When the X-Files debuted in 1993, the landscape of conspiracy theory was confined to specialty book shelves and late night AM radio. Pre-internet, low information areas of the country could indulge fantastic narratives of men in black, operating behind-the-scenes to suppress public knowledge of nefarious government activities. When the original X-Files series ended shortly after 9/11, an entire generation was armed with re-runs, questionable logic, and enough bandwidth to take their ideas mainstream.

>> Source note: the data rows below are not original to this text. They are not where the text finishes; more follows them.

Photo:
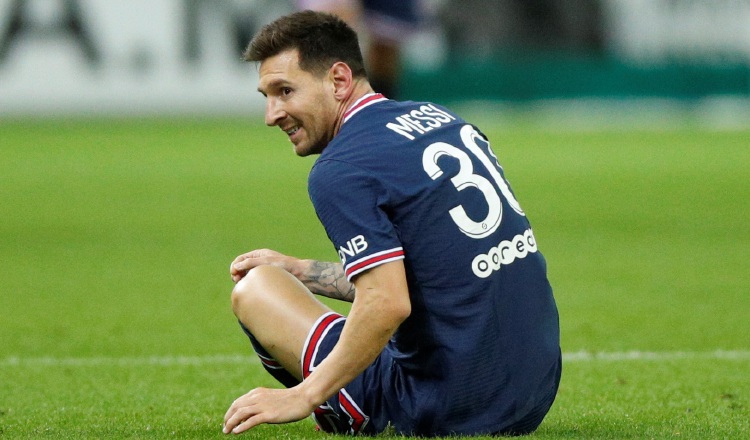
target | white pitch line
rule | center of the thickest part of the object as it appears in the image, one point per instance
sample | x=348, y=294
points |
x=98, y=361
x=168, y=361
x=658, y=356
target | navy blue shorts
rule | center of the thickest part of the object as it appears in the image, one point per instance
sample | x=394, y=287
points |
x=384, y=394
x=357, y=408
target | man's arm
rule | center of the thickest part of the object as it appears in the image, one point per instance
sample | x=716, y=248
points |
x=321, y=278
x=381, y=305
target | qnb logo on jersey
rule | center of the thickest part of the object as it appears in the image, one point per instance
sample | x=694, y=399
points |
x=353, y=247
x=506, y=252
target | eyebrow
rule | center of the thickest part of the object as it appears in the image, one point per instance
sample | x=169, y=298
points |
x=274, y=84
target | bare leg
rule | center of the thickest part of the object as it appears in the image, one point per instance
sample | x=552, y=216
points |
x=279, y=311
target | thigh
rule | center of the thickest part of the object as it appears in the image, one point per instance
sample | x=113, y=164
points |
x=279, y=311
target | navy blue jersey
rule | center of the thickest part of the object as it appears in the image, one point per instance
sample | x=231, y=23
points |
x=413, y=181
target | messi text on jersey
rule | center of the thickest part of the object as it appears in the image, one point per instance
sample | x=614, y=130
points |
x=420, y=121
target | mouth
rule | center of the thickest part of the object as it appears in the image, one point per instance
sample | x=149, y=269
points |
x=291, y=131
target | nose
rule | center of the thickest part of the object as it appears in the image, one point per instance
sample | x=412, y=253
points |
x=274, y=112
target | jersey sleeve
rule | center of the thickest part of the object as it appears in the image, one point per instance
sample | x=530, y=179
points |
x=353, y=207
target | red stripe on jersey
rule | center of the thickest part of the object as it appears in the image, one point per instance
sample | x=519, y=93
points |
x=316, y=334
x=358, y=419
x=362, y=103
x=373, y=261
x=270, y=362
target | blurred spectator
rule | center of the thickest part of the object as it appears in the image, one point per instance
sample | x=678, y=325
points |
x=383, y=26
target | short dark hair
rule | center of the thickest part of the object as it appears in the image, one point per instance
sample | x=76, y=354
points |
x=321, y=39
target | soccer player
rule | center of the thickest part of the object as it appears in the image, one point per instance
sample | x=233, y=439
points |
x=453, y=328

As an unrepentant skeptic myself, I have to reconcile that my all-time favorite TV show is partially responsible for seeding a new lunatic fringe.

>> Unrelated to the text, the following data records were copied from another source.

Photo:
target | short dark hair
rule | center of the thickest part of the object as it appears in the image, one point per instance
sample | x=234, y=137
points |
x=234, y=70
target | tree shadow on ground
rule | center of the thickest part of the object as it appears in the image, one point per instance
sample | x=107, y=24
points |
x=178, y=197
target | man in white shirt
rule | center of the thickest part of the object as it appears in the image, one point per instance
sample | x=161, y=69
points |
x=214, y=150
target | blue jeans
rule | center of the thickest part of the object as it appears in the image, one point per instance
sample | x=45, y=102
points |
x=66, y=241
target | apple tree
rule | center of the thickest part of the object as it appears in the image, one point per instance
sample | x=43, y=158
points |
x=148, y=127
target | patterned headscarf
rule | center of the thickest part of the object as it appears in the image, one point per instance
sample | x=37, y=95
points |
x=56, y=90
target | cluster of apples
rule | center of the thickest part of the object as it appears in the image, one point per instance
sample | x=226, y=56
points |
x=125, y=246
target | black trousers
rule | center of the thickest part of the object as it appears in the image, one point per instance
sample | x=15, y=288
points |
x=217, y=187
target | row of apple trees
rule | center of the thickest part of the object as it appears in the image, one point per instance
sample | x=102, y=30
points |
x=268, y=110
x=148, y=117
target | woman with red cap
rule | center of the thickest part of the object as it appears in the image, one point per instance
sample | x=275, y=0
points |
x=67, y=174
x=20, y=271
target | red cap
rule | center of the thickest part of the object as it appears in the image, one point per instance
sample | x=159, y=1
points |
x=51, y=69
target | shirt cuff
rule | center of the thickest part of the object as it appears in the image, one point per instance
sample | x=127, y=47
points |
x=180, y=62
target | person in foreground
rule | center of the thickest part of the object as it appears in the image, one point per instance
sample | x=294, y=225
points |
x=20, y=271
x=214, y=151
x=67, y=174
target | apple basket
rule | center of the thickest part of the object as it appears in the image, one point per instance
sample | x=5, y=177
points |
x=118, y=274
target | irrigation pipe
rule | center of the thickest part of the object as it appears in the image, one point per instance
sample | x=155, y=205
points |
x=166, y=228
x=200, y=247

With a new X-Files miniseries underway, perhaps now would be a good time to revisit one of the X-Files most relevant characters: Alex Krycek, my rebuttal to all conspiracy theories.
Worst disgruntled employee ever.
The X-Files storyline centered on the dealings of a group of government insiders known as “The Syndicate.” The conspiracy theory equivalent would be something like The Bilderberg Group — Globalists who conspire to rig markets and stage world events — but for every “Smoking Man” there must be dozens, if not hundreds, of pawns like Alex Krycek.

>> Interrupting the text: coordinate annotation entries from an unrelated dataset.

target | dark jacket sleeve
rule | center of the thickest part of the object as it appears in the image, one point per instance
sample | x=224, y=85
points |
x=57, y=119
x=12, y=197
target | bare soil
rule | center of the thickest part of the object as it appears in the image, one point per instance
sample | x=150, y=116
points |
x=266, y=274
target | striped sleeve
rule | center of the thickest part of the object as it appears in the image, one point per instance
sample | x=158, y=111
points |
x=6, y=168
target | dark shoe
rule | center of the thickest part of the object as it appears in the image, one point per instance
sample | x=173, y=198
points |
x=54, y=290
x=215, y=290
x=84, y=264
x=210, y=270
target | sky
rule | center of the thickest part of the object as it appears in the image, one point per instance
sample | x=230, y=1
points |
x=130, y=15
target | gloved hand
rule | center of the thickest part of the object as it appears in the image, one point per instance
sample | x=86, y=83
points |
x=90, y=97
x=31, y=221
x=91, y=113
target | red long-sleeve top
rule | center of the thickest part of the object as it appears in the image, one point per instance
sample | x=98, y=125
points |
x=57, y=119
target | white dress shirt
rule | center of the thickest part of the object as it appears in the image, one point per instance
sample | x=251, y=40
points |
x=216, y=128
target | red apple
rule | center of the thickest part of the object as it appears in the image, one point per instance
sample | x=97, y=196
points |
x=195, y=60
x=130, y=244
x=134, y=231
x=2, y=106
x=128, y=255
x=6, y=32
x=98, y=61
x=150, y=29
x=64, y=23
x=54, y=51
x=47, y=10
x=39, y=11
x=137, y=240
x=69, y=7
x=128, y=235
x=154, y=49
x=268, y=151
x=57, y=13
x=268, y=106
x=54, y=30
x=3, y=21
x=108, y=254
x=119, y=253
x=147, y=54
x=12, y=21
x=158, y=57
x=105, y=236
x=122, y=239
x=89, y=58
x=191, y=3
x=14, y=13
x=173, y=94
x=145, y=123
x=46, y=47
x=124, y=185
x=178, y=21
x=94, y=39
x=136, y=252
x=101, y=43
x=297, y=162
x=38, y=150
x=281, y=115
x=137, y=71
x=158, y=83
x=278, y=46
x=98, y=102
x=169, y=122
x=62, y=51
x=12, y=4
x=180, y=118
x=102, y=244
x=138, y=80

Anyone familiar with the series knows that the Krycek character began as a triggerman for The Syndicate, but when another operative failed to assassinate him, he went rogue, becoming a loose end and a real pain-in-the-ass for our TV antagonists.
Whenever I hear conspiracy theorists speculate about clandestine operations carried out in secret by the US government, I think of Alex Krycek. All it took was ONE disgruntled former employee to unravel the The Syndicate’s human experimentation operation in Russia.
When the world’s most powerful group can’t contain the actions of a former operative to the point that they risk implosion or exposure, that’s the Krycek Effect.
Consider any of the numerous points of just the 9/11 conspiracy: holograms, nanothermite dust, radio-controlled missiles, decoy planes, video-doctoring, mass-execution, mass-relocation, etc. For the 9/11 conspiracy theory to be true, it must’ve involved THOUSANDS of operatives… triggermen, pilots, technicians, VFX compositors, witness protection specialists, etc.
But not ONE Alex Krycek?!
There are some conspiracy theorists who believe that the “Kryceks” of the real world work in isolation, blindly following orders, with no understanding of the bigger picture. In other words, the old Nuremberg defense, “Befehl ist befehl.” But how can rational people accept the cognitive dissonance: These agents must be inhumanly-skilled in complicated, multi-national intelligence operations, but NEVER recognize the result of their actions?! I’m sure the inevitable lunatic fringe answer involves some Jason Bourne/mind control program.